I did not dare ask outright where she was being kept. Instead, I held her in my arms and put my face into her hair. She smelt vaguely of hay, which made me wonder whether she had been kept on a farm, but then she smelt of bread too, so it might have been a bakery. I ventured a glance at LeMerle, who was watching the tide, apparently lost in thought. “Aren’t you going to introduce me to Monsieur?” I said at last with a nod to the white-haired man.

The old man seemed not to hear. Neither did LeMerle.

“I’d like to thank him, anyway,” I went on. “If he’s the one taking care of you.”

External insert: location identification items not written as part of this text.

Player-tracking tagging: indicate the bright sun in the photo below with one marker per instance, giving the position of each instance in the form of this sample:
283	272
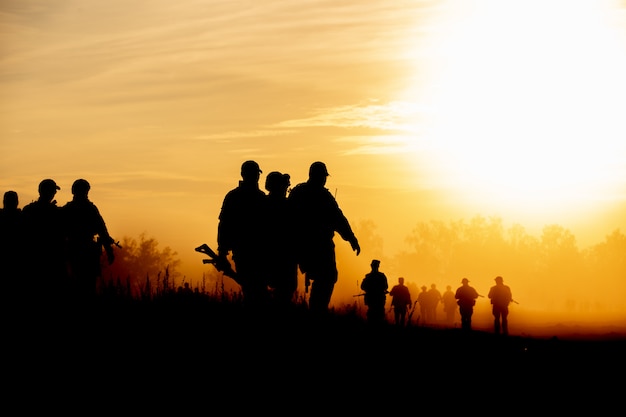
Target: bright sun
526	103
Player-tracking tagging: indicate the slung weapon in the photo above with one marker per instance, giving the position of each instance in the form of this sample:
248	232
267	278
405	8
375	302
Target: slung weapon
221	263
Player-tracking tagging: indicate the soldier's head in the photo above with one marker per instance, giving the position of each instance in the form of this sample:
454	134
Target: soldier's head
10	200
318	173
250	170
80	188
277	183
47	189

From his observation point, LeMerle shook his head without bothering to look round.

“Mmm-mm. Suppose. Am I coming home today?”

“Not today, sweetheart. But soon. I promise.” I forked the sign against malchance.

“Good.” Fleur did it too, with plump baby fingers. “Janick taught me how to spit. D’you want to see how I do it?”

“Not today, thank you. Who’s Janick?”

“A boy I know. He’s nice. He’s got rabbits. Did you bring Mouche?”

I shook my head. “Look at the pretty boat, Fleur. Can you see boats from where you’re staying?”

A nod from Fleur-and a glance from LeMerle from his place on the wall.

“Would you like to go on a boat, Fleur?”

She shook her head furiously, bouncing her flossy curls.

Urgently now, seeing my chance: “Did you come here on a boat today? Fleur? Did you take the causeway?”

“Stop that, Juliette,” said LeMerle warningly. “Or I’ll see to it that she doesn’t come back.”

Fleur glared. “I want to come back,” she said. “I want to come back to the abbey and the kitty and the hens.”

“You will.” I hugged her, and for a second I was close to tears. “I promise, Fleurette, you will.”

Le Merle was unexpectedly gentle with me on the return journey. I sat behind him on the horse and for a time he spoke in reminiscent tone of the old days, of L’Ailée and the Ballet des Gueux, of Paris, the Palais-Royal, the Grand Carnaval, the Théâtre des Cieux, of triumphs and trials past. I said little, but he seemed not to care. The merry ghosts of past times drifted by us, brought to life by his voice. Once or twice I found myself close to laughter, the unfamiliar smile sitting strangely on my lips. If it had not been for Fleur I would have laughed aloud. And yet this is my enemy. He is like the piper in the German tale who rids the town of rats, and when the townsfolk did not pay him his fee, led their children dancing to hell’s mouth and piped them in, the earth covering their screams as they fell. Such a dance he must have led them, though, and with such a merry tune…

27

JULY 27TH, 1610

We returned to find the abbey in turmoil. Mère Isabelle was waiting at the gatehouse, looking ill and impatient. There had been an incident, she said.

LeMerle looked concerned. “What kind of incident?”

“A visitation.” She swallowed painfully. “A damnable visitation! Soeur Marguerite was in the church, praying. For the soul of my p-predecessor. For the soul of S-Mère Marie!”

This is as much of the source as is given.